Renata Lok-Dessallien, United Nations Resident Coordinator in India
(Speech as prepared)
Honourable Chief Minister, Mr Ashok Gehlot,
Dignitaries on the dais,
Representatives of the Government of Rajasthan and civil society,
Ladies and Gentlemen,
The first thing that strikes me about the unmitigated potential of this great state is the following: in terms of population, Rajasthan is bigger than Australia and Canada put together.

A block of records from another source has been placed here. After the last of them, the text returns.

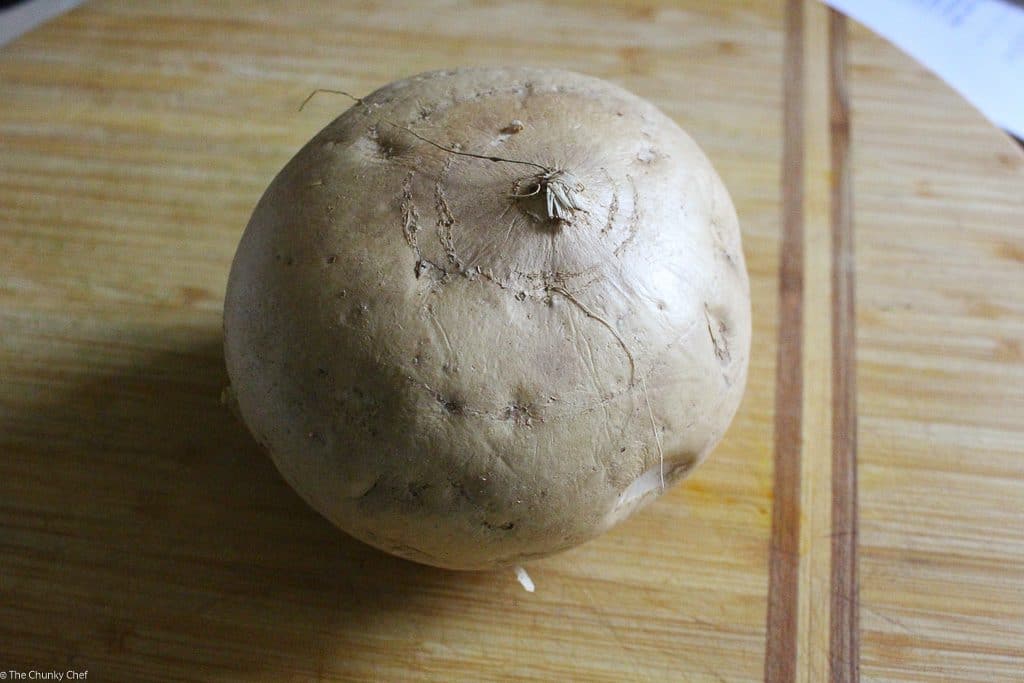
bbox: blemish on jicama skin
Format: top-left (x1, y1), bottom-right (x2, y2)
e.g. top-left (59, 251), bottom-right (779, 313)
top-left (515, 566), bottom-right (537, 593)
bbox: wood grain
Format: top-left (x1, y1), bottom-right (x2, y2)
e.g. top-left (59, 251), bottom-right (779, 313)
top-left (828, 11), bottom-right (860, 683)
top-left (849, 17), bottom-right (1024, 681)
top-left (765, 0), bottom-right (805, 683)
top-left (0, 0), bottom-right (1024, 681)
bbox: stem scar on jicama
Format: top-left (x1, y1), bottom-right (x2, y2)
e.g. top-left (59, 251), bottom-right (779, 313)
top-left (299, 88), bottom-right (586, 220)
top-left (224, 68), bottom-right (751, 569)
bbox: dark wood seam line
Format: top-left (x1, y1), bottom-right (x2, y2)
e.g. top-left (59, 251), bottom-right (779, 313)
top-left (765, 0), bottom-right (804, 683)
top-left (828, 10), bottom-right (860, 683)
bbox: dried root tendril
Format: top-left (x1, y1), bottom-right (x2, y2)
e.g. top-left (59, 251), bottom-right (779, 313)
top-left (299, 88), bottom-right (584, 221)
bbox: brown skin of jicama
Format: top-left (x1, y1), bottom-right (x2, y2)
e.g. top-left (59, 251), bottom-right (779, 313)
top-left (224, 68), bottom-right (751, 569)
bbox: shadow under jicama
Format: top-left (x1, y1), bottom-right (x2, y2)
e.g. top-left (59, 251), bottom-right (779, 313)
top-left (0, 332), bottom-right (495, 680)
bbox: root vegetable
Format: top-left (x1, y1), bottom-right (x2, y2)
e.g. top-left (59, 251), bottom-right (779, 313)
top-left (224, 68), bottom-right (751, 569)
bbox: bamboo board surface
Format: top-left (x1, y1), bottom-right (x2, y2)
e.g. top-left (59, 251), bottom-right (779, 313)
top-left (0, 0), bottom-right (1024, 682)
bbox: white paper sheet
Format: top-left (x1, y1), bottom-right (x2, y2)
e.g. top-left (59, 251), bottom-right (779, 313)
top-left (825, 0), bottom-right (1024, 138)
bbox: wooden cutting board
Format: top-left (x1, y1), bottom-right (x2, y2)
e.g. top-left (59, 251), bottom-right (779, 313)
top-left (0, 0), bottom-right (1024, 682)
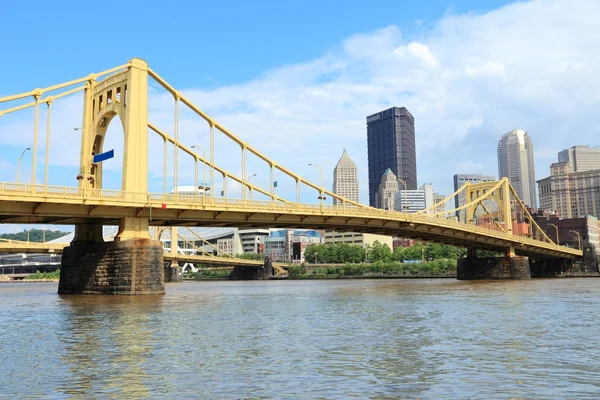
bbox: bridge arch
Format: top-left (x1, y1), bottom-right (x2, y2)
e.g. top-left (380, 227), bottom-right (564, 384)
top-left (78, 58), bottom-right (148, 193)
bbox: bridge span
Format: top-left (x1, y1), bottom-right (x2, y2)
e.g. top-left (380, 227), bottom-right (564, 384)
top-left (0, 58), bottom-right (583, 294)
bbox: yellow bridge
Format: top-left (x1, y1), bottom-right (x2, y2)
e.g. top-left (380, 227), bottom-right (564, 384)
top-left (0, 58), bottom-right (582, 292)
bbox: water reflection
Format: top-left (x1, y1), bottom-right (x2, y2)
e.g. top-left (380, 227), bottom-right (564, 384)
top-left (57, 296), bottom-right (163, 399)
top-left (0, 279), bottom-right (600, 399)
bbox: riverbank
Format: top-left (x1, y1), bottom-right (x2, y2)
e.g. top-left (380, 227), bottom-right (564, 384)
top-left (184, 260), bottom-right (456, 280)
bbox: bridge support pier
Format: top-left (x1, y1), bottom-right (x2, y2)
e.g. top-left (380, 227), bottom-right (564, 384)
top-left (58, 225), bottom-right (165, 295)
top-left (456, 249), bottom-right (531, 280)
top-left (233, 257), bottom-right (273, 281)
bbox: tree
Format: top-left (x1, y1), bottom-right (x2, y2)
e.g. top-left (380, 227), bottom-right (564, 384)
top-left (0, 229), bottom-right (69, 243)
top-left (392, 246), bottom-right (406, 262)
top-left (402, 243), bottom-right (425, 261)
top-left (369, 240), bottom-right (392, 262)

I don’t have to tell you what this means in terms of its impact on our common global trajectory of development, or the world’s achievement of the Sustainable Development Goals.

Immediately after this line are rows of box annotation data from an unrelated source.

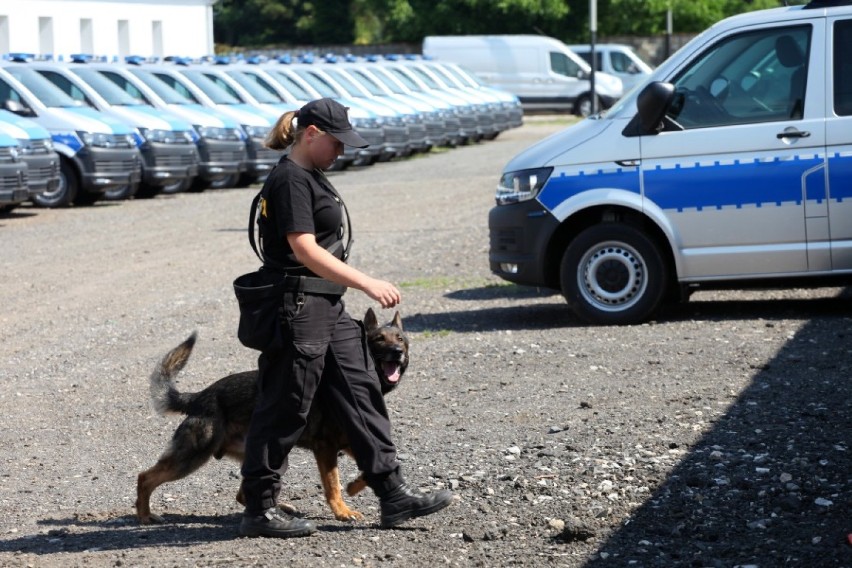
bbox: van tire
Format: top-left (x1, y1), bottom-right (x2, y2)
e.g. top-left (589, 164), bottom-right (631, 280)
top-left (32, 158), bottom-right (80, 209)
top-left (208, 174), bottom-right (240, 189)
top-left (160, 178), bottom-right (195, 195)
top-left (560, 223), bottom-right (668, 325)
top-left (104, 182), bottom-right (139, 201)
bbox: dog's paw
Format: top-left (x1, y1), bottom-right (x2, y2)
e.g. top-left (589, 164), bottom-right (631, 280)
top-left (334, 509), bottom-right (364, 523)
top-left (346, 477), bottom-right (367, 497)
top-left (139, 513), bottom-right (166, 525)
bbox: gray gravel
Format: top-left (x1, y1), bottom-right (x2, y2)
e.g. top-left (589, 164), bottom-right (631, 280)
top-left (0, 118), bottom-right (852, 567)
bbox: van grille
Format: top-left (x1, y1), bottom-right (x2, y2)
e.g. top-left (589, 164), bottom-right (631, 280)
top-left (0, 170), bottom-right (28, 191)
top-left (95, 160), bottom-right (139, 175)
top-left (155, 154), bottom-right (195, 168)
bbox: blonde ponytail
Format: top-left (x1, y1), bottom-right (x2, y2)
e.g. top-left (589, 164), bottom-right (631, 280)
top-left (264, 110), bottom-right (304, 150)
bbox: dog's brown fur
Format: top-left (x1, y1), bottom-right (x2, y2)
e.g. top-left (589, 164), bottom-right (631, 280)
top-left (136, 309), bottom-right (408, 524)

It is why I am especially encouraged by Rajasthan’s leadership and ownership of Agenda 2030 within the state, through the institutionalization of the goals in the government’s vision, including the establishment of a centre for SDG Implementation, and through its many focused initiatives on inclusive and sustainable growth and remarkable achievements in the renewable energy sector.
For me, one of the core foundations of development, of any definition of development, is democracy – and a core aspect of democracy is ‘Jan Soochna’ – a transparent and accountable government, answerable to an informed public aware of its rights.
I extend my congratulations to the Government of Rajasthan, and to the Honourable Chief Minister, for the launch of this important initiative today.
The Jan Soochna portal is a critical breakthrough in optimizing service delivery, certainly, but also in strengthening the implementation of the Right to Information (RTI) Act in the state.
This is the first initiative, anywhere in India, for the proactive disclosure of information within RTI, at the Panchayat level, and across 21 schemes.
I want to express my appreciation for the process behind the creation of this portal, and for the leadership and voices of Rajasthan’s civil society.
A critical, but often overlooked, aspect of initiatives to strengthen accountability, is ease of use. I have seen the interface of the portal, and I am impressed by its simplicity, ease of access and navigation. This is a portal which anyone can use, and that is what makes it democratic.
It also speaks to the potential of India’s innovations in fueling a rights-based discourse on development. Technological digital innovation is not just about optimizing service delivery or the digitization of records. It can be the means to link people with their fundamental rights to information, access, and dignified lives.
In our collective efforts towards Digital India, this initiative serves as an important example of how the wisdom and needs of ordinary citizens can combined with the mandate of the government. More practically, it is a good example of how the RTI Act can be strengthened everywhere.
The scale of our global interconnected challenges is massive: the impact of climate change on the livelihoods of those who are most marginalized, the alleviation of extreme poverty and inequalities, improving access to healthcare and sanitation, and strengthening democracy through quality education, the empowerment of women, social justice, and digital innovation.
India today is standing at the threshold of an unprecedented opportunity – 3 billion people are working together to build not only one of the world’s fastest growing economies, but also one of the world’s leading voices on climate action, sustainable development, and social inclusion.
And much of this work is happening from the bottom up, through the voices and efforts of people, the civil society, and the stakeholders of growth.
The Jan Soochna portal (literally, People’s information portal) is, to me, really, a Jan Aandolan (people’s movement), towards the full attainment of Agenda 2030.
I will conclude by reiterating my confidence in India’s progress on sustainable development as the key to global progress. If India achieves the SDGs, the world will achieve them.